Calculate cell type associations using MAGMA
Source:R/celltype_associations_pipeline.r
celltype_associations_pipeline.RdHas the option of running multiple analyses with a single function. Assumes that you already have all MAGMA GWAS files precomputed. Precomputed MAGMA GWAS files can be downloaded via the import_magma_files function.
Usage
celltype_associations_pipeline(
ctd,
ctd_levels = seq_len(length(ctd)),
ctd_name,
ctd_species = infer_ctd_species(ctd),
standardise = TRUE,
magma_dirs,
run_linear = TRUE,
run_top10 = TRUE,
run_conditional = FALSE,
upstream_kb = 35,
downstream_kb = 10,
suffix_linear = "linear",
suffix_top10 = "top10",
suffix_condition = "condition",
controlledAnnotLevel = 1,
controlTopNcells = 1,
force_new = FALSE,
save_dir = tempdir(),
nThread = 1,
version = NULL,
verbose = TRUE
)Arguments
- ctd
Cell type data structure containing
specificity_quantiles.- ctd_levels
Which levels of
ctdto iterate the enrichment analysis over.- ctd_name
Used in file names
- ctd_species
Species name relevant to the CellTypeDataset (
ctd). See list_species for all available species. Ifctd_species=NULL(default), thectdspecies will automatically be inferred using infer_species.- standardise
Whether to run standardise_ctd first. Provides gene ortholog conversion.
- magma_dirs
Path to folders containing the pre-computed MAGMA GWAS files (.gsa.rawand .gsa.out). NOTE: Files within these folders must have the same naming scheme as the folders themselves.
- run_linear
Run in linear mode.
- run_top10
Run in top 10% mode.
- run_conditional
Run in conditional mode.
- upstream_kb
How many kb upstream of the gene should SNPs be included?
- downstream_kb
How many kb downstream of the gene should SNPs be included?
- suffix_linear
This will be added to the linear results file name.
- suffix_top10
This will be added to the top 10% results file name.
- suffix_condition
This will be added to the conditional results file name.
- controlledAnnotLevel
Which annotation level should be controlled for.
- controlTopNcells
How many of the most significant cell types at that annotation level should be controlled for?
- force_new
[Optional] Force new MAGMA analyses even if the pre-existing results files are detected.
- save_dir
Folder to save results in (
save_dir=NULLto not save any results).- nThread
Number of threads to parallelise analyses across.
- version
MAGMA version to use.
- verbose
Print messages.
Examples
magma_dirs <- MAGMA.Celltyping::import_magma_files(ids = c("ieu-a-298"))

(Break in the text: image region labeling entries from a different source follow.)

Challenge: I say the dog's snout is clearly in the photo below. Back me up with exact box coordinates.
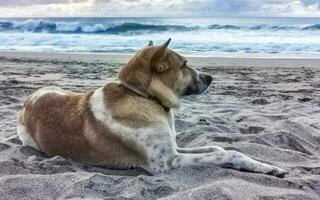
[200,74,212,85]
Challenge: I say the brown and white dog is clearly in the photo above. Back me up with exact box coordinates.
[18,39,287,177]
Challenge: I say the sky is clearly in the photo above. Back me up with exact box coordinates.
[0,0,320,17]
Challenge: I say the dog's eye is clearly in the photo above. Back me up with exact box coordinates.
[182,61,187,68]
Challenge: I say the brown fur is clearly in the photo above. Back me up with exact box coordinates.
[19,40,184,167]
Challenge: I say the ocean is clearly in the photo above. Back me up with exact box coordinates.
[0,18,320,58]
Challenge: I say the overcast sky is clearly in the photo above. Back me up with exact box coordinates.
[0,0,320,17]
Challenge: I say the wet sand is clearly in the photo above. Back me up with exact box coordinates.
[0,52,320,200]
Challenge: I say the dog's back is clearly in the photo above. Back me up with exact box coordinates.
[18,83,149,167]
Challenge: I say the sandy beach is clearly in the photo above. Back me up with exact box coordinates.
[0,51,320,200]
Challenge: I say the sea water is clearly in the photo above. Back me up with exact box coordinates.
[0,18,320,58]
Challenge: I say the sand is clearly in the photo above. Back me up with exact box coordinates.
[0,52,320,200]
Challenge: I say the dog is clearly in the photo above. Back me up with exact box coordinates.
[17,39,288,177]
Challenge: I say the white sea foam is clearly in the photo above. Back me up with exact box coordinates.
[0,18,320,57]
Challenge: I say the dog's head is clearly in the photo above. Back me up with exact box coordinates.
[119,39,212,108]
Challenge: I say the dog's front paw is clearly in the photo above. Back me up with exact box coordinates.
[267,166,289,178]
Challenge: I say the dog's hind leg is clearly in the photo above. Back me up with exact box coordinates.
[176,146,225,153]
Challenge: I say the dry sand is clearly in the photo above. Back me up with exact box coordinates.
[0,52,320,200]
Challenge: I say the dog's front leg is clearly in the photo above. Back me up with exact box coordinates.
[176,146,225,153]
[148,146,288,177]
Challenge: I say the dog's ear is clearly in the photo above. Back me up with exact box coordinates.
[150,38,171,72]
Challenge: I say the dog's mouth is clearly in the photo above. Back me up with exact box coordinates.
[184,73,212,96]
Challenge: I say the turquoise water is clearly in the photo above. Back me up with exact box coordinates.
[0,18,320,58]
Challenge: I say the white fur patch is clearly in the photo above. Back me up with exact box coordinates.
[29,87,68,103]
[17,123,40,150]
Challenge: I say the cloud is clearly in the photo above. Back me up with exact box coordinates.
[0,0,320,17]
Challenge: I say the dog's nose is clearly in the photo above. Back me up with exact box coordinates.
[201,74,212,85]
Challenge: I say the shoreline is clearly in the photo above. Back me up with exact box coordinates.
[0,51,320,68]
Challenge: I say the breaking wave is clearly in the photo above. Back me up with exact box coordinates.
[0,20,320,34]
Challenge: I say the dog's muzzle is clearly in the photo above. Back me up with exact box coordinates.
[184,73,212,95]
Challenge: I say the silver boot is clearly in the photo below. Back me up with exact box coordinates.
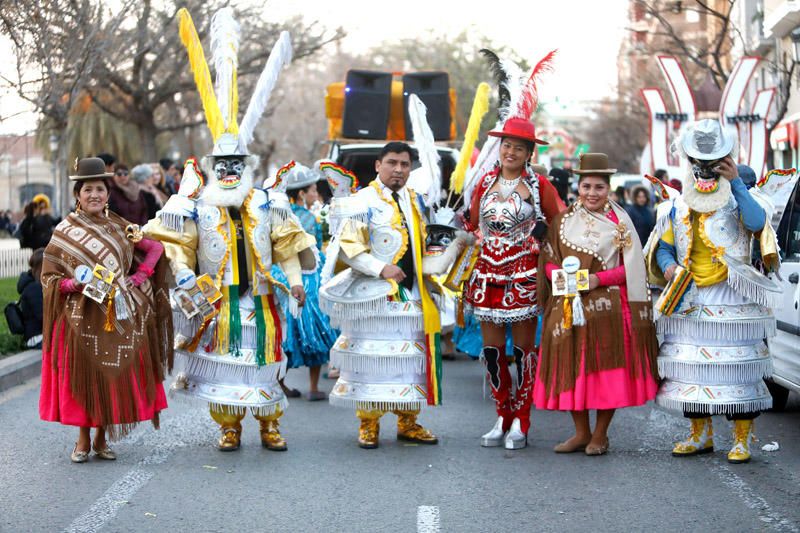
[481,416,505,448]
[505,418,528,450]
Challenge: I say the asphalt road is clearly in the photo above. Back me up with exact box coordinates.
[0,359,800,532]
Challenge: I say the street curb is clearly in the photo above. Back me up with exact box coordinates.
[0,350,42,392]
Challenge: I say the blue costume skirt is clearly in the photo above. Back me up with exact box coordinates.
[272,254,339,368]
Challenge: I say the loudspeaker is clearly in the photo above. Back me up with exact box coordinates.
[403,72,451,141]
[342,70,392,139]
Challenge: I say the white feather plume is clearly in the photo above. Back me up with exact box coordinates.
[211,7,240,128]
[239,31,292,148]
[498,59,527,121]
[408,94,442,208]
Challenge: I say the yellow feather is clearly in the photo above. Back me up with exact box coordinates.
[450,82,489,194]
[178,8,225,141]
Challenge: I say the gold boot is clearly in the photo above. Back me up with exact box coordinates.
[394,410,439,444]
[217,426,242,452]
[356,409,383,450]
[728,420,754,464]
[258,412,289,452]
[672,416,714,457]
[209,405,245,452]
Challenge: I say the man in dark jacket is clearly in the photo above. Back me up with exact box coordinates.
[17,248,44,348]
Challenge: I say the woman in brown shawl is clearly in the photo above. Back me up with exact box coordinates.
[39,158,173,463]
[534,154,658,455]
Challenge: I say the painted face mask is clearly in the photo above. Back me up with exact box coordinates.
[692,160,720,194]
[214,157,245,189]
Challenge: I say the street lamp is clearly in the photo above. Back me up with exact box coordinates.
[789,26,800,63]
[48,133,61,216]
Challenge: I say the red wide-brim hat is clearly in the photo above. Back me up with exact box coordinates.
[489,118,549,144]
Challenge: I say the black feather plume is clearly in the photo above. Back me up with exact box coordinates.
[479,48,511,118]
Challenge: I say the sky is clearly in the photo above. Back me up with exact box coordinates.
[0,0,628,134]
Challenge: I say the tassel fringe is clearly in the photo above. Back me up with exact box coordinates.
[656,316,777,341]
[658,357,773,385]
[331,349,425,376]
[728,268,783,309]
[656,396,772,415]
[330,395,428,411]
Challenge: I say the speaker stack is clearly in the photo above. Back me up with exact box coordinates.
[342,70,392,139]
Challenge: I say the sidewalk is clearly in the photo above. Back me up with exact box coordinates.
[0,349,42,392]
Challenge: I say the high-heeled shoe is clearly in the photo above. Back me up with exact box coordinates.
[69,442,89,463]
[92,444,117,461]
[481,416,505,448]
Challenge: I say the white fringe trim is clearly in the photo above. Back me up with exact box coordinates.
[656,316,777,341]
[158,211,186,233]
[330,349,425,376]
[329,313,424,337]
[658,357,773,385]
[319,296,389,320]
[208,396,289,416]
[728,268,783,309]
[168,387,289,416]
[174,353,283,385]
[329,394,428,411]
[656,396,772,415]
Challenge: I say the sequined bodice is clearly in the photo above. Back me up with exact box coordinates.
[481,191,533,233]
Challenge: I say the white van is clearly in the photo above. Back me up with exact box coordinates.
[767,177,800,411]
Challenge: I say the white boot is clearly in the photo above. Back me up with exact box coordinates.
[481,416,505,448]
[506,418,528,450]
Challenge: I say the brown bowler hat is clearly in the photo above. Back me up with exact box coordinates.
[573,152,617,176]
[69,157,114,181]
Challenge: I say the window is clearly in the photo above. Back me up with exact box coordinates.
[778,182,800,263]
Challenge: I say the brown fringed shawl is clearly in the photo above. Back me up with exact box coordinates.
[42,213,173,438]
[538,203,658,396]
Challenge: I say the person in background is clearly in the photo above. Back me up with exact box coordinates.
[609,185,628,209]
[158,157,178,196]
[152,163,174,201]
[131,163,164,220]
[97,152,117,173]
[550,168,570,204]
[20,194,58,250]
[736,165,758,189]
[625,185,656,246]
[272,162,339,402]
[109,162,150,226]
[17,248,44,348]
[0,211,13,237]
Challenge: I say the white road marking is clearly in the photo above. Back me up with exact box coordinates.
[711,460,798,532]
[64,410,209,533]
[417,505,439,533]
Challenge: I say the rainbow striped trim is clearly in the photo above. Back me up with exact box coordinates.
[656,266,694,316]
[756,168,797,188]
[319,161,358,194]
[274,159,297,187]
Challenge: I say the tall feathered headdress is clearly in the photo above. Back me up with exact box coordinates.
[464,48,556,205]
[408,94,442,209]
[178,7,292,155]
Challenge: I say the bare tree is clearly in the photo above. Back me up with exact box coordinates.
[635,0,797,132]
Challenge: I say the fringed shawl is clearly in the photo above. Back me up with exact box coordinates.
[42,213,173,438]
[538,204,658,395]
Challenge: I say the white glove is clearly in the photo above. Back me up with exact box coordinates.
[175,268,197,290]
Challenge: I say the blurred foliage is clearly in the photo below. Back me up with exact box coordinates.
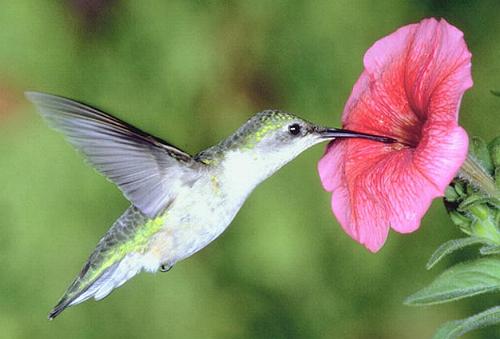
[0,0,500,339]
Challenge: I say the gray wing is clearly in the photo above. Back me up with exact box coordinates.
[26,92,203,218]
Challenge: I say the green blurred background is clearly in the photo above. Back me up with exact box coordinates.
[0,0,500,338]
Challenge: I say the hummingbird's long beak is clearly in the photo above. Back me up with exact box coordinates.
[318,128,397,144]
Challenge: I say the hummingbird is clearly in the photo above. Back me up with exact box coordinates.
[26,92,395,320]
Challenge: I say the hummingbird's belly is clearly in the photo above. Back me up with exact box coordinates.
[152,177,245,266]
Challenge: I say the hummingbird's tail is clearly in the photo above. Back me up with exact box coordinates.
[49,253,151,320]
[49,206,163,320]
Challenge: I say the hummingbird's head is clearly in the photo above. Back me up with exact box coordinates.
[230,110,395,161]
[199,110,393,189]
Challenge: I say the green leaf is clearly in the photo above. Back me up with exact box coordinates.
[479,245,500,255]
[425,237,489,270]
[469,136,494,173]
[405,258,500,305]
[432,306,500,339]
[488,136,500,167]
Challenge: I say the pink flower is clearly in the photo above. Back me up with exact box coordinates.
[318,19,472,252]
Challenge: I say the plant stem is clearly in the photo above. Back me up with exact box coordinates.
[458,154,500,199]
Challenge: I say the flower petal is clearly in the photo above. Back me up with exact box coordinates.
[318,19,472,251]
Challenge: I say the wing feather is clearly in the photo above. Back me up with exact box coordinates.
[26,92,203,218]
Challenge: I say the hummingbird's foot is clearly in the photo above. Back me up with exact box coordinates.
[160,264,174,272]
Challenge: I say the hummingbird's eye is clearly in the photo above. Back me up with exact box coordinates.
[288,124,300,135]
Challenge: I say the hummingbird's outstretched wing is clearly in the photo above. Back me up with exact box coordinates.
[26,92,204,218]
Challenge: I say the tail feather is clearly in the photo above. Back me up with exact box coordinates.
[49,253,159,320]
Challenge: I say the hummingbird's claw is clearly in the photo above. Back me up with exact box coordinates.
[160,264,174,272]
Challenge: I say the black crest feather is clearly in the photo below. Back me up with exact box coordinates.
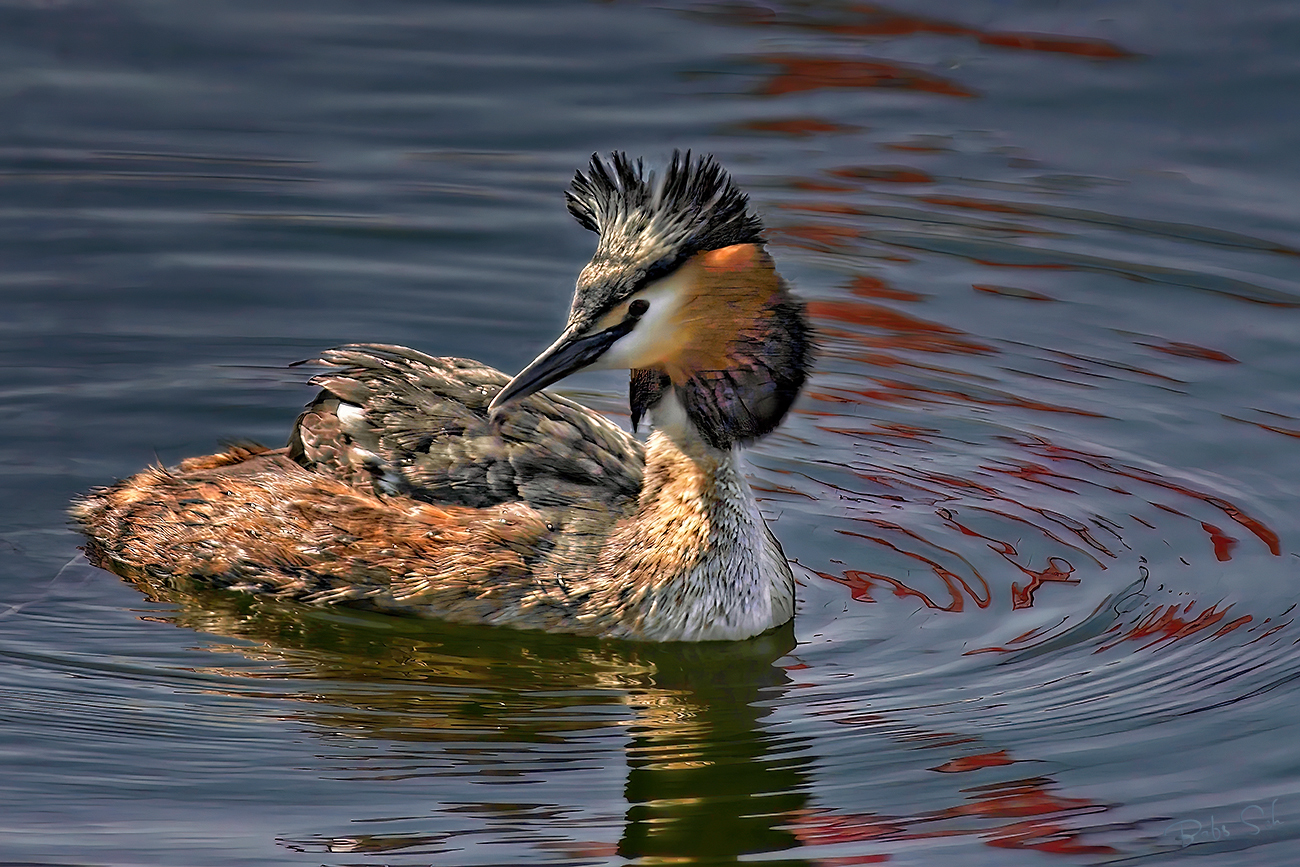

#> Using built-in example files: ieu-a-298.tsv.gz.35UP.10DOWN
#> Returning MAGMA directories.
ctd <- ewceData::ctd()
#> see ?ewceData and browseVignettes('ewceData') for documentation
#> loading from cache
res <- MAGMA.Celltyping::celltype_associations_pipeline(
ctd = ctd,
ctd_levels = 1,
ctd_name = "Zeisel2015",
ctd_species = "mouse",
magma_dirs = magma_dirs)
#> Preparing CellTypeDataset.
#> Converting to sparse matrix.
#> Converting to sparse matrix.
#> ieu-a-298.tsv.gz.35UP.10DOWN
#> ======= Calculating celltype associations: linear mode =======
#> Installed MAGMA version: v1.10
#> Skipping MAGMA installation.
#> The desired_version of MAGMA is currently installed: v1.10
#> Using: magma_v1.10
#> Running MAGMA: Linear mode
#> Mapping gene symbols in specificity_quantiles matrix to entrez IDs.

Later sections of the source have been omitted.